ISLAMABAD: The Regional Conference on South Asian Women Alliance (Sawa) of Community Leaders concluded on Wednesday without a final resolution or charter of demands, which will be issued by the alliance at a later date.
The closing ceremony was attended by acclaimed poet Kishwar Naheed, MNAs Aasiya Nasir and Shazia Pervaiz Malik and Balochistan Assembly Speaker Raheela Durrani, as well as community leaders from the South Asian Association for Regional Cooperation (Saarc) member states.
The moderator of the conference, Salman Asif said the conference has been a consensus building effort on how to deal with the challenges and opportunities identified by the alliance’s participants.
He discussed the priorities and consensus which surfaced during the group work, dialogues and presentations held during the last two days and said the resolutions will based on these thematic areas.
One of the more important areas which surfaced during the last two days, he said, is of knowledge management, in terms of learning, sharing, harbouring and participating.
“We wish to create an osmosis of knowledge rather than a dissemination; we wish to reach out and engage, rather than outreach,” he added.
Mr Asif said advocacy, “based on evidence and awareness raising” is another priority.
“The recommendations reminded us that we need to know what we are demanding; we need to be very deeply cognisant of our demands, both longitudinally and latitudinally.” The next key area, according to Mr Asif, is the Sustainable Development Goals (SDGs).
“While the first two areas are for ensuring our voices are heard, the third recommendation is for our agency, to determine what the goals and targets are for the SDGs. Not only localising the SDGs, but also influencing them. Not just receiving international frameworks for human development, but also enriching them with our wisdom and knowledge,” he said.
He added that the empowerment of grassroots women should be a permanent part of the Saarc agenda, and called for forging alliances with all other marginalised groups.
“Whether they are people living with disabilities, displaced populations, transgenders, gender or sexual minorities – it is Sawa’s constituency to create and nurture safe spaces and an enabling environment for all the work that we are doing.”

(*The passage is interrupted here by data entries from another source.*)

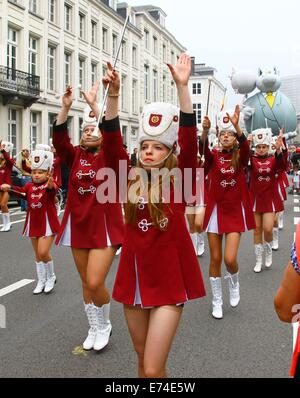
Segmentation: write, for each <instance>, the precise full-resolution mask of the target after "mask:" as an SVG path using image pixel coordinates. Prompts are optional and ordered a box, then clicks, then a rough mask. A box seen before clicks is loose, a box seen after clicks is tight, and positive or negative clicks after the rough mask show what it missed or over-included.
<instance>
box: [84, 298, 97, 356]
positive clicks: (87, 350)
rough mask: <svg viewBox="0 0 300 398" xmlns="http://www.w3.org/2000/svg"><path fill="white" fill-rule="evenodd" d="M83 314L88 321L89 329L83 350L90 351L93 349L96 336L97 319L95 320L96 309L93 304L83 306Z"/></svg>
mask: <svg viewBox="0 0 300 398" xmlns="http://www.w3.org/2000/svg"><path fill="white" fill-rule="evenodd" d="M84 309H85V313H86V316H87V318H88V321H89V325H90V329H89V332H88V336H87V338H86V339H85V341H84V343H83V349H84V350H86V351H89V350H91V349H92V348H93V347H94V344H95V340H96V334H97V319H96V316H97V315H96V307H95V306H94V304H85V305H84Z"/></svg>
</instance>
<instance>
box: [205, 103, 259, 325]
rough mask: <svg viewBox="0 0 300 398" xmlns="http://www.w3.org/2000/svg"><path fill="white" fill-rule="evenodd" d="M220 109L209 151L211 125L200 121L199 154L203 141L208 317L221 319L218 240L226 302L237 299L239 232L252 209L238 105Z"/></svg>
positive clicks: (247, 229)
mask: <svg viewBox="0 0 300 398" xmlns="http://www.w3.org/2000/svg"><path fill="white" fill-rule="evenodd" d="M230 113H231V115H230V114H229V113H228V112H222V113H221V114H220V115H219V117H218V129H219V134H218V137H219V148H217V149H214V150H212V151H210V150H209V146H208V140H207V136H208V133H209V130H210V127H211V122H210V120H209V119H208V117H205V118H204V121H203V135H202V138H201V143H200V145H199V150H200V153H202V152H203V145H204V144H205V148H204V153H205V166H204V167H205V169H206V170H208V171H209V183H208V188H207V207H206V213H205V219H204V226H203V229H204V230H205V231H206V232H207V233H208V242H209V247H210V271H209V276H210V284H211V289H212V295H213V300H212V307H213V311H212V316H213V317H214V318H216V319H222V318H223V298H222V271H221V267H222V259H223V254H222V242H223V238H224V236H225V251H224V262H225V265H226V268H227V273H226V276H225V279H227V280H228V283H229V293H230V305H231V307H233V308H235V307H237V306H238V305H239V302H240V289H239V265H238V262H237V255H238V250H239V246H240V240H241V233H243V232H246V231H249V230H251V229H254V228H255V221H254V217H253V211H252V208H251V203H250V197H249V192H248V188H247V183H246V177H245V173H244V168H245V167H247V166H248V161H249V155H250V148H249V144H248V141H247V139H246V137H245V135H244V134H243V132H242V130H241V129H240V127H239V117H240V108H239V106H237V107H236V108H235V111H234V114H233V115H232V112H230Z"/></svg>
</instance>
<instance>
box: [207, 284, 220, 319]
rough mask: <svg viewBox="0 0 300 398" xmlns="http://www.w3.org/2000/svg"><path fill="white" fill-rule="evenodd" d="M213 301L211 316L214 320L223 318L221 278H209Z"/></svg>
mask: <svg viewBox="0 0 300 398" xmlns="http://www.w3.org/2000/svg"><path fill="white" fill-rule="evenodd" d="M209 280H210V285H211V290H212V295H213V300H212V307H213V311H212V316H213V317H214V318H215V319H222V318H223V297H222V278H209Z"/></svg>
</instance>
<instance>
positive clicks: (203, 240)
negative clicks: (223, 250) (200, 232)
mask: <svg viewBox="0 0 300 398" xmlns="http://www.w3.org/2000/svg"><path fill="white" fill-rule="evenodd" d="M197 235H198V236H197V255H198V256H199V257H202V256H203V254H204V252H205V245H204V235H203V233H202V234H197Z"/></svg>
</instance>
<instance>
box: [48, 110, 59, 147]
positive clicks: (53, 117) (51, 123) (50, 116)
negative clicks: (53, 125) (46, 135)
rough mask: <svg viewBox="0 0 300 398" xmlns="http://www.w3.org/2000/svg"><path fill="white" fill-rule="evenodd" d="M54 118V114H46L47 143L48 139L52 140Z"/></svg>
mask: <svg viewBox="0 0 300 398" xmlns="http://www.w3.org/2000/svg"><path fill="white" fill-rule="evenodd" d="M56 117H57V115H56V114H55V113H49V114H48V141H49V139H50V138H52V130H53V124H54V122H55V120H56Z"/></svg>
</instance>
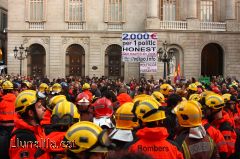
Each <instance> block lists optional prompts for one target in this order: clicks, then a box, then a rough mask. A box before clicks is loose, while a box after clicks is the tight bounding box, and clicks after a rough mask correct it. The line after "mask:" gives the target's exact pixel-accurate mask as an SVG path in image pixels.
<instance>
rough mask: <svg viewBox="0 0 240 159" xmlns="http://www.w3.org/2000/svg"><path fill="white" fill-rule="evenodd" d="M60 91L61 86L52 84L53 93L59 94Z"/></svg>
mask: <svg viewBox="0 0 240 159" xmlns="http://www.w3.org/2000/svg"><path fill="white" fill-rule="evenodd" d="M61 91H62V86H61V85H60V84H59V83H54V84H53V86H52V92H53V93H60V92H61Z"/></svg>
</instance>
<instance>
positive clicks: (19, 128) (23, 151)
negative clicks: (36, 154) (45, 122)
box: [9, 118, 50, 159]
mask: <svg viewBox="0 0 240 159" xmlns="http://www.w3.org/2000/svg"><path fill="white" fill-rule="evenodd" d="M14 123H15V127H14V129H13V134H12V137H11V140H10V148H9V156H10V158H14V159H22V158H24V159H34V158H35V157H34V155H36V152H37V151H38V150H39V149H40V148H44V147H45V146H46V145H45V144H46V142H45V141H46V140H47V139H46V136H45V133H44V131H43V128H42V127H41V126H40V125H37V126H32V125H29V124H28V123H26V122H25V121H24V120H22V119H20V118H18V119H16V120H15V121H14ZM20 129H21V130H25V131H28V133H27V132H21V133H16V134H14V132H16V131H17V130H20ZM49 158H50V155H49V153H46V152H45V153H42V154H41V155H40V156H38V157H37V159H49Z"/></svg>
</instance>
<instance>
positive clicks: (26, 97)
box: [15, 90, 37, 113]
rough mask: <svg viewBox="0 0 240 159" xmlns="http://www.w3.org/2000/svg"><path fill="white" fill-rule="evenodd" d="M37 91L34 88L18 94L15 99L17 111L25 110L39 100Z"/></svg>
mask: <svg viewBox="0 0 240 159" xmlns="http://www.w3.org/2000/svg"><path fill="white" fill-rule="evenodd" d="M36 94H37V92H36V91H34V90H25V91H22V92H21V93H19V94H18V96H17V98H16V101H15V111H16V112H18V113H23V112H25V110H26V108H27V107H29V106H31V105H33V104H35V103H36V102H37V95H36Z"/></svg>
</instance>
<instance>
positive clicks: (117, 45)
mask: <svg viewBox="0 0 240 159" xmlns="http://www.w3.org/2000/svg"><path fill="white" fill-rule="evenodd" d="M121 52H122V47H121V46H119V45H116V44H113V45H110V46H109V47H108V48H107V49H106V53H105V75H106V76H109V77H110V78H114V79H116V78H120V77H123V76H124V63H123V62H122V60H121V59H122V58H121Z"/></svg>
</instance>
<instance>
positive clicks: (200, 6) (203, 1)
mask: <svg viewBox="0 0 240 159" xmlns="http://www.w3.org/2000/svg"><path fill="white" fill-rule="evenodd" d="M200 13H201V17H200V18H201V21H202V22H213V21H214V1H213V0H201V1H200Z"/></svg>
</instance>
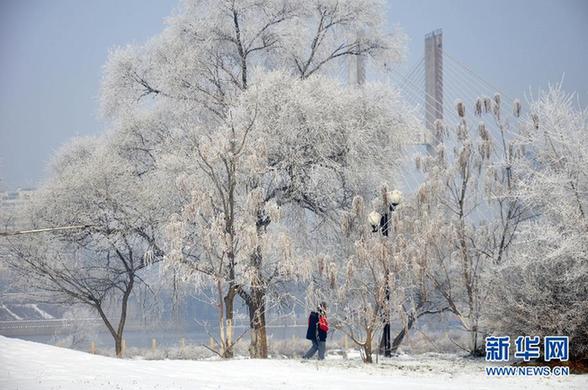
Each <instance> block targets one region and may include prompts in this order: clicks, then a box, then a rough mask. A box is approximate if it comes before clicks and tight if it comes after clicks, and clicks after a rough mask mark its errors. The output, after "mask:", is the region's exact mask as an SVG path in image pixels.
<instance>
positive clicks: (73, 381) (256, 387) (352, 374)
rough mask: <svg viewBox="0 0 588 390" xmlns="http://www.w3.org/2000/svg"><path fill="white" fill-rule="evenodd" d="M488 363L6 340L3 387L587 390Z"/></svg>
mask: <svg viewBox="0 0 588 390" xmlns="http://www.w3.org/2000/svg"><path fill="white" fill-rule="evenodd" d="M483 367H484V362H483V361H477V360H470V359H464V358H460V357H457V356H453V357H452V356H448V355H439V356H435V355H427V356H419V357H415V356H404V357H399V358H394V359H391V360H388V361H386V362H385V363H381V364H374V365H371V366H366V365H363V364H362V363H361V362H359V361H358V360H356V359H350V360H342V359H331V360H327V361H325V362H321V363H318V364H317V363H316V362H315V361H313V362H307V363H302V362H300V361H298V360H286V359H284V360H250V359H236V360H230V361H220V360H206V361H202V360H201V361H185V360H184V361H178V360H162V361H153V360H152V361H146V360H119V359H114V358H109V357H104V356H97V355H91V354H87V353H83V352H78V351H73V350H69V349H63V348H58V347H53V346H50V345H45V344H38V343H33V342H29V341H24V340H19V339H10V338H6V337H1V336H0V388H2V389H4V390H17V389H18V390H22V389H27V390H29V389H31V390H35V389H61V390H74V389H75V390H77V389H87V390H91V389H166V390H167V389H305V390H306V389H323V390H324V389H357V388H369V389H393V388H395V389H398V388H402V389H469V388H476V389H494V388H501V389H533V390H539V389H564V388H565V389H566V390H571V389H585V388H588V375H583V376H578V375H570V376H569V377H566V378H537V377H536V378H530V377H525V378H490V377H487V376H485V374H484V368H483Z"/></svg>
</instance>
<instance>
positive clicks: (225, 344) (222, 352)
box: [221, 286, 236, 359]
mask: <svg viewBox="0 0 588 390" xmlns="http://www.w3.org/2000/svg"><path fill="white" fill-rule="evenodd" d="M235 295H236V291H235V287H233V286H231V287H230V288H229V291H228V293H227V295H226V296H225V297H224V303H225V315H226V317H225V318H226V322H225V337H224V339H225V341H224V343H225V345H223V346H221V347H222V349H223V350H222V351H221V356H222V357H223V358H226V359H230V358H232V357H233V354H234V353H233V329H234V323H233V318H234V317H233V316H234V302H235Z"/></svg>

Mr Asif also noted the need for community leaders to be included in conflict resolution. “Pre-emption is the key word that we have heard, and in that sense there is a clarion call for capacity building and capacity development.”
Speaking at the closing ceremony, MNA Nasir said: “Today we are living in an era of cooperation. No nation can claim to progress in isolation; a nation will progress if a region will progress, so we want regional cooperation.”
Referencing Mr Asif’s speech, Ms Nasir said it is her responsibility as a parliamentarian to “take [Sawa’s aspirations] to parliament for legislation”.
She added that the implementation of legislation passed to empower women has been weak, and strong networks and alliances are needed in this regard.
She said she and other parliamentarians will do their best to take the alliance’s final resolutions to parliament and urge the government to take it to the Saarc level.
During her speech, Ms Durrani said: “I hope all of us, in our diverse and distant parts of the world, continue to struggle [for] all the unheard voices.” She praised the government and prime minister for focusing on the empowerment of women and their commitment to achieving and localising the SDGs.
“I hope you have learnt a lot in these two days,” she told the participating community leaders. “And I hope you share what you have learnt with your region, with your people and with each other.”
The ceremony ended with the recitation of Ms Naheed’s Hum Gunahgar Aurtein and its translation.